World military spending: increases in the US and Europe, decreases in oil exporting countries


Total world military expenditure rose to $1 686 billion in 2016, an increase of 0.4% in real terms from 2015, according to new figures released by the Stockholm International Peace Research Institute (SIPRI) this week.

Military spending in North America saw its first annual increase since 2010, while spending in Western Europe grew for the second consecutive year.

World military expenditure rose for a second consecutive year to a total of $1 686 billion in 2016 — the first consecutive annual increase since 2011 when spending reached a peak of $1 699 billion.

Trends and patterns in military expenditure vary considerably between regions, SIPRI noted. Spending continued to grow in Asia and Oceania, Central and Eastern Europe and North Africa. By contrast, spending dropped in Central America and the Caribbean, the Middle East (based on countries for which data is available), South America and sub-Saharan Africa.

The United States remains the country with the highest annual military expenditure in the world. US military spending grew by 1.7% between 2015 and 2016 to $611 billion. Military expenditure by China, the second largest spender in 2016, increased by 5.4% to $215 billion, a lower rate of growth than in previous years. Russia increased its spending by 5.9% in 2016 to $69.2 billion, making it the third largest spender. Saudi Arabia was the third largest spender in 2015 but dropped to fourth in 2016. Spending by Saudi Arabia fell by 30% in 2016 to $63.7 billion, despite the country’s continued involvement in regional wars. India’s military expenditure grew by 8.5% in 2016 to $55.9 billion, making it the fifth largest spender.

The growth in US military expenditure in 2016 may signal the end of a trend of decreases in spending, resulting from the economic crisis and withdrawal of US troops from Afghanistan and Iraq.
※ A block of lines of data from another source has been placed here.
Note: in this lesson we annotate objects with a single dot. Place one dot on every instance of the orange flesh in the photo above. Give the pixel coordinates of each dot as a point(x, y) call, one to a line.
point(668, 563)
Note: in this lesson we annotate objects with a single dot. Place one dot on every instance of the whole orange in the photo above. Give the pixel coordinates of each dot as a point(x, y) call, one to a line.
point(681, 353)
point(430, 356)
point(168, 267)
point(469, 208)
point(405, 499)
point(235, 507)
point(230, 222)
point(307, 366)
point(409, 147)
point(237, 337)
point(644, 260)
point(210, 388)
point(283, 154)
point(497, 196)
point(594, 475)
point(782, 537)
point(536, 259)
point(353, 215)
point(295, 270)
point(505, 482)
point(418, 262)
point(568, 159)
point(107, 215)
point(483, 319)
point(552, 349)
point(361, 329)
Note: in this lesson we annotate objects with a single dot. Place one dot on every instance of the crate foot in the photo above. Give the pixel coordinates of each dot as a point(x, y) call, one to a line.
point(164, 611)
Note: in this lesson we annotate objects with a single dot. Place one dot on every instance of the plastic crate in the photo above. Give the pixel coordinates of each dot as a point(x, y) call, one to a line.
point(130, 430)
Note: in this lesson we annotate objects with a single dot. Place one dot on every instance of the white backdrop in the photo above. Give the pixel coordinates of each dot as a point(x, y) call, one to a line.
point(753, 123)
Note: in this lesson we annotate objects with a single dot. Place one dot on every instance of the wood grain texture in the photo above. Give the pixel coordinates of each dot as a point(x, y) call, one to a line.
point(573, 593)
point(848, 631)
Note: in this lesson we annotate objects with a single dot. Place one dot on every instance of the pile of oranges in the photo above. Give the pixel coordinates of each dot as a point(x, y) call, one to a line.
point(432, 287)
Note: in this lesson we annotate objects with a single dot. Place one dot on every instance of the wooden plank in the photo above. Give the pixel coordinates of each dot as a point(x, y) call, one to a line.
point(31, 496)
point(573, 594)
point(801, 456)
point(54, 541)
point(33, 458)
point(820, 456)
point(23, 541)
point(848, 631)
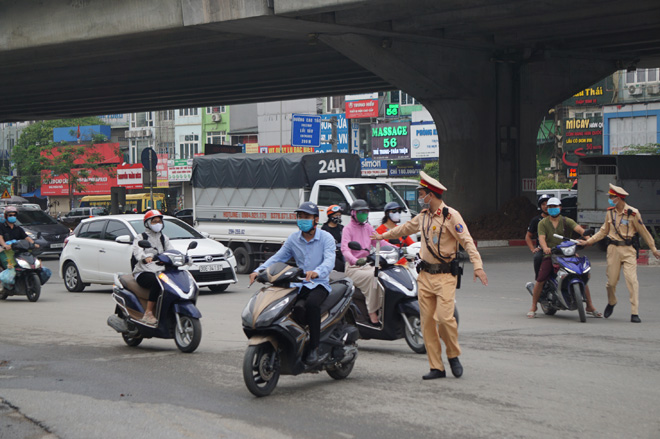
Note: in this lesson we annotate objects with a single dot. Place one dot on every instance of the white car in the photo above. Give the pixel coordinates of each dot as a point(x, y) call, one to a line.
point(101, 246)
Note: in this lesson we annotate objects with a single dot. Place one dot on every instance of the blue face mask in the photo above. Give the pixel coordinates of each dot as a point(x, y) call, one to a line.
point(305, 225)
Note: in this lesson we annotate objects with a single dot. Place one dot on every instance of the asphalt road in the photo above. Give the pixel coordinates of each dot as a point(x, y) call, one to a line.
point(65, 374)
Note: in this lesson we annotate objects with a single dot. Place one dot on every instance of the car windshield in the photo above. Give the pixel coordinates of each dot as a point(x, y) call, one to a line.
point(377, 195)
point(174, 229)
point(34, 218)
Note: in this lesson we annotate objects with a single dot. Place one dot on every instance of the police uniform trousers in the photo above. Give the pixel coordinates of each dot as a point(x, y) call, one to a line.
point(626, 257)
point(436, 305)
point(363, 278)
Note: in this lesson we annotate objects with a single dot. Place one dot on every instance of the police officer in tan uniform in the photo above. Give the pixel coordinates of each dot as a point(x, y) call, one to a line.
point(622, 222)
point(442, 228)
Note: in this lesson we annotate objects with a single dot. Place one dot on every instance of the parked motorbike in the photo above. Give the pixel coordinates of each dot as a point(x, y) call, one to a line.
point(27, 281)
point(400, 310)
point(564, 290)
point(177, 315)
point(274, 322)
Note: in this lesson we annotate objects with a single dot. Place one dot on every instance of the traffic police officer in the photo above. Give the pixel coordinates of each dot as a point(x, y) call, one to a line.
point(621, 224)
point(442, 228)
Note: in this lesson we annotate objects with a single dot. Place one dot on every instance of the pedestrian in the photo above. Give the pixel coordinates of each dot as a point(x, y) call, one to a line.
point(532, 235)
point(622, 223)
point(442, 229)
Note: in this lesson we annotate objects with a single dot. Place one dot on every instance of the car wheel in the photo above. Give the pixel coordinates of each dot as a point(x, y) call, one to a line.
point(72, 280)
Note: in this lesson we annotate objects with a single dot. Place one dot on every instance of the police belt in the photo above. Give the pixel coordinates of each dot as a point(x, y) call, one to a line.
point(626, 243)
point(435, 268)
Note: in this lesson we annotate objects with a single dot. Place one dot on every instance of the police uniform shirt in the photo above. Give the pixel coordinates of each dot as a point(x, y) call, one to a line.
point(627, 224)
point(436, 229)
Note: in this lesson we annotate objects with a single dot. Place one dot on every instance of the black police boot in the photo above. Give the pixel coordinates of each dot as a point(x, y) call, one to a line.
point(434, 373)
point(608, 310)
point(456, 367)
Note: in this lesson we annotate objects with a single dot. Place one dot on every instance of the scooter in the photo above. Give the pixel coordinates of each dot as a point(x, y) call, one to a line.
point(400, 310)
point(274, 322)
point(28, 279)
point(564, 291)
point(177, 315)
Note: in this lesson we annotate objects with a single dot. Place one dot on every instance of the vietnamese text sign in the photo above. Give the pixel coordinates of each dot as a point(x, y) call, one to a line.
point(423, 141)
point(390, 141)
point(305, 130)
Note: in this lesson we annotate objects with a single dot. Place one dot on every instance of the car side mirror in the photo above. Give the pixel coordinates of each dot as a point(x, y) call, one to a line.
point(354, 245)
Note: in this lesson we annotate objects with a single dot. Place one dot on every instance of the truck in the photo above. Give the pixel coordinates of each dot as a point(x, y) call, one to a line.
point(247, 201)
point(639, 175)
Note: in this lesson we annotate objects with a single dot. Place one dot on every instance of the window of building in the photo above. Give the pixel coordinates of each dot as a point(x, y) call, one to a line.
point(215, 109)
point(188, 112)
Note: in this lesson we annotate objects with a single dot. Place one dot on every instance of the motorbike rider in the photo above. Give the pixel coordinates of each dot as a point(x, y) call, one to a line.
point(553, 224)
point(391, 219)
point(532, 235)
point(145, 269)
point(314, 252)
point(334, 227)
point(362, 275)
point(11, 231)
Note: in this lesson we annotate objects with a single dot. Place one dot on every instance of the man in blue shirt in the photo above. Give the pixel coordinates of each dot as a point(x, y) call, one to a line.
point(313, 250)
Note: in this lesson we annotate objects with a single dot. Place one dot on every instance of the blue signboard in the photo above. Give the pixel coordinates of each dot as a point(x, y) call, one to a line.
point(326, 133)
point(305, 130)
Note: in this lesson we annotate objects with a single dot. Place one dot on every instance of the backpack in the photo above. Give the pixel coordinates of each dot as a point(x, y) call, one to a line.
point(145, 237)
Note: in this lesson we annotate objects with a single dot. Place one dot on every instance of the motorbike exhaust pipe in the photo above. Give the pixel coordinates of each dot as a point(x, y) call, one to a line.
point(118, 324)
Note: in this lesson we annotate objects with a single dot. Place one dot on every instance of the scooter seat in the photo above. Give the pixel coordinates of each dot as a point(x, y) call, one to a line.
point(129, 282)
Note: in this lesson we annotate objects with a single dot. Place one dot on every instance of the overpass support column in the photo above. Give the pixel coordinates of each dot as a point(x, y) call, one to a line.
point(487, 107)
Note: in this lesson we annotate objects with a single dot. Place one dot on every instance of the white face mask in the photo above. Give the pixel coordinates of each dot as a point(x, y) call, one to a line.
point(156, 227)
point(395, 216)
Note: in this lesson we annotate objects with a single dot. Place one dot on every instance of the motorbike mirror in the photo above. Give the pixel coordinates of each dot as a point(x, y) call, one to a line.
point(354, 245)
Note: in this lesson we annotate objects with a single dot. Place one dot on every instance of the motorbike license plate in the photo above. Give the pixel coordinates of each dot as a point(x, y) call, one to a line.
point(212, 267)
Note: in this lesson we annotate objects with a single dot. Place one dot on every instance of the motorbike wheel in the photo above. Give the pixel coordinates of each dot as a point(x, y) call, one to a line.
point(131, 341)
point(72, 280)
point(188, 340)
point(577, 296)
point(415, 339)
point(260, 378)
point(32, 287)
point(548, 309)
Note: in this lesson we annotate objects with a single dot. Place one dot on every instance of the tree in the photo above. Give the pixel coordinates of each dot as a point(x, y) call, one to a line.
point(36, 138)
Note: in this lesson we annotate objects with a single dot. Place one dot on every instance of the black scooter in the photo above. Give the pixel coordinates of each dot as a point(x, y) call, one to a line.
point(274, 322)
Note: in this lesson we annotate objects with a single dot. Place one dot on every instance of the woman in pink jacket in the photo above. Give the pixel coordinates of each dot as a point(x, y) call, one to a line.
point(362, 275)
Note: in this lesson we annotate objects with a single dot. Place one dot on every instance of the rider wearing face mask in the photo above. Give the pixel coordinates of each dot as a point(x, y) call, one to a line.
point(391, 219)
point(145, 270)
point(362, 275)
point(314, 252)
point(553, 224)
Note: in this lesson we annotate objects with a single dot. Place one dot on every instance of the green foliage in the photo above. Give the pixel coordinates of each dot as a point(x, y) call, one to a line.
point(433, 169)
point(549, 183)
point(35, 138)
point(648, 149)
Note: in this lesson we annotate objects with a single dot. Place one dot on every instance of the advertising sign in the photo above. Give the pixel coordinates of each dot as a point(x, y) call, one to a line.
point(364, 105)
point(390, 141)
point(423, 141)
point(305, 130)
point(373, 168)
point(98, 182)
point(129, 176)
point(326, 133)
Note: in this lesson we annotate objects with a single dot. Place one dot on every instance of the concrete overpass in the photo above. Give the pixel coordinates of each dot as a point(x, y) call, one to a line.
point(487, 70)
US spending in 2016 remained 20% lower than its 2010 peak.
“Despite continuing legal restraints on the overall US budget, increases in military spending were agreed upon by Congress,” Dr Aude Fleurant, Director of the SIPRI Arms and Military Expenditure (AMEX) programme, said. “Future spending patterns remain uncertain due to the changing political situation in the USA.”

Military expenditure in Western Europe rose for the second consecutive year and was up by 2.6% in 2016. There were spending increases in all but three countries in Western Europe. Italy recorded the most notable increase, with spending rising by 11% between 2015 and 2016.

The countries with the largest relative increases in military spending between 2015 and 2016 are in Central Europe. Overall spending in Central Europe grew by 2.4% in 2016.
“The growth in spending by many countries in Central Europe can be partly attributed to the perception of Russia posing a greater threat,” Siemon Wezeman, senior researcher with the SIPRI AMEX programme, said. “This is despite the fact that Russia’s spending in 2016 was only 27% of the combined total of European NATO members.”
“Falling oil revenue and associated economic problems attached to the oil-price shock forced many oil exporting countries to reduce military spending. For example, between 2015 and 2016 Saudi Arabia had the biggest absolute decrease in spending of $25.8 billion,” Dr Nan Tian, SIPRI AMEX programme researcher, said.

The largest cuts in military expenditure in 2016 related to falling national oil revenues were in Venezuela (–56%), South Sudan (–54%), Azerbaijan (–36%), Iraq (–36%) and Saudi Arabia (–30%). Other notable decreases were seen in Angola, Ecuador, Kazakhstan, Mexico, Oman and Peru.

Only two of the 15 countries with the largest falls in spending in 2016 are not oil exporters. However, a minority of oil-exporting countries, such as Algeria, Iran, Kuwait and Norway, are better equipped economically to deal with oil-price shocks and could continue with existing spending plans in 2016.